Cybersecurity Experts Hunting for Hackers

4/3/2017
By Yasmin Tadjdeh

Network security professionals are turning to an emerging concept known as “cyber threat hunting” to ferret out hackers from critical systems, said one expert.

“It’s designed to help surface threats that have evaded detection by other tools and sensors,” said Ely Kahn, co-founder and vice president at Sqrrl, a cybersecurity company based in Cambridge, Massachusetts.

Advanced threats can find their way around firewalls and perimeter security devices, he said. Often, they are undetected by traditional signature or rule-based systems, said Kahn, who also previously served as director of cybersecurity on the national security staff in the White House.

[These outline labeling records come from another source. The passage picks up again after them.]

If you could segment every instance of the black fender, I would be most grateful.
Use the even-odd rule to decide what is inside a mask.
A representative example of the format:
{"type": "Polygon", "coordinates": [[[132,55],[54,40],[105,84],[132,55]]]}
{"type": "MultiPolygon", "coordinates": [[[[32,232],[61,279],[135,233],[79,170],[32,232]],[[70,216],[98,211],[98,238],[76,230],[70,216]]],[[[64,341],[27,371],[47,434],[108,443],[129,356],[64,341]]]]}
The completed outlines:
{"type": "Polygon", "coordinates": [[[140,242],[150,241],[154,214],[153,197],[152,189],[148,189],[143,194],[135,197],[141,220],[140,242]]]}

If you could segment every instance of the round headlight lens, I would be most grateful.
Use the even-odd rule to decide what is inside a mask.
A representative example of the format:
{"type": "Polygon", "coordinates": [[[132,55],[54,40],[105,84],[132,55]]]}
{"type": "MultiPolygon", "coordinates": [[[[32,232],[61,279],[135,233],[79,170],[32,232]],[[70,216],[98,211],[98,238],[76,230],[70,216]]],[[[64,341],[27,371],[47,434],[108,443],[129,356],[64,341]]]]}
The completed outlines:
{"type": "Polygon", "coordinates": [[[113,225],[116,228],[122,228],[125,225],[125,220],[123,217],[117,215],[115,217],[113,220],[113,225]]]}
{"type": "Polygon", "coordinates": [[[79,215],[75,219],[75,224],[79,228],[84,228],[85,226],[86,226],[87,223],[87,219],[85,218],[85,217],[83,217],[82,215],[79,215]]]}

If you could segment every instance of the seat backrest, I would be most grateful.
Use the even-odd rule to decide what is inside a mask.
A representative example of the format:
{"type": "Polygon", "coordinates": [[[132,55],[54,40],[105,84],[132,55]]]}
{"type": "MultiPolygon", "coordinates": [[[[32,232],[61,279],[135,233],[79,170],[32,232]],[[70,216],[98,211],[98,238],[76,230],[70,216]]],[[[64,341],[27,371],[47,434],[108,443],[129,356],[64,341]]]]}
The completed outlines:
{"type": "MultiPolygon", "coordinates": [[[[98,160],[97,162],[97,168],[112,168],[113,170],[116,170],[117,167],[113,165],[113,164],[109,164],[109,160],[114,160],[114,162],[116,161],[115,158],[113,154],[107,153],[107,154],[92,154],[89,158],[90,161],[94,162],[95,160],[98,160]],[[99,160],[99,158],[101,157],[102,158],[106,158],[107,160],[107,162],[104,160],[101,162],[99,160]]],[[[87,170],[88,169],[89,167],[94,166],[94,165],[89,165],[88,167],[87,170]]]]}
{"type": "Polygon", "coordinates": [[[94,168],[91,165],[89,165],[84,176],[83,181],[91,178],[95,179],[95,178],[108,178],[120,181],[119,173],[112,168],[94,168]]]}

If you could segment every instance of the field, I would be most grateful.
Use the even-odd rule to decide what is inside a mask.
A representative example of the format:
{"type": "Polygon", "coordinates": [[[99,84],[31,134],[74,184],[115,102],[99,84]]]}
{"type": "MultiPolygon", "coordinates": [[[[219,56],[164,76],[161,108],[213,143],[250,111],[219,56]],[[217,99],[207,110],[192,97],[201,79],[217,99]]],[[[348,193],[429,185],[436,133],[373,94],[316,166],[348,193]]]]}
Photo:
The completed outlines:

Threat hunting, on the other hand, is a “proactive human-driven approach to find the subtle indicators of those lurking threats that are already inside your network,” he told National Defense.

Sqrrl’s threat hunting platform is currently in use at a number of large security centers around the world, Kahn said. Traditional systems often look at low-level indicators when searching for intrusions, such as suspicious IP addresses. However, “what we actually recommend is instead of focusing on those lower level indicators … to hunt for the higher or more complex indicators that are often times referred to as TTPs — the tactics, techniques and procedures of cyber adversaries,” he said.

Typically, with a high-level indicator, an analyst is looking for a pattern, he said.
Sqrrl’s platform requires a human to be in the loop. 

“[We] simplify the hunt by packaging together things into little tool kits that the analyst can analyze, but it’s still going to be the analyst that’s figuring out how to best apply these tool kits and algorithms and visualizations into the data,” he said.

In February, the company released an upgrade that improved the system’s machine learning algorithms to detect tactics, techniques and procedures associated with domain name servers, or DNS, data, Khan said.

“DNS in general is like the phone book of the internet. It translates IP addresses to URLs and pretty much every company as a result has DNS data,” he said. “Adversaries are actually using DNS data in very creative ways. They’re hiding command-and-control channels in DNS data.”

Sqrrl’s threat hunting product would be ideal for the Pentagon, Khan said.

“We are typically targeting security operation centers, so that is applicable to various parts of the Department of Defense,” he said. “Certainly the larger security operations centers are oftentimes the best fits for our products because we have a big data backend [so] we can scale up to massive amounts of data.”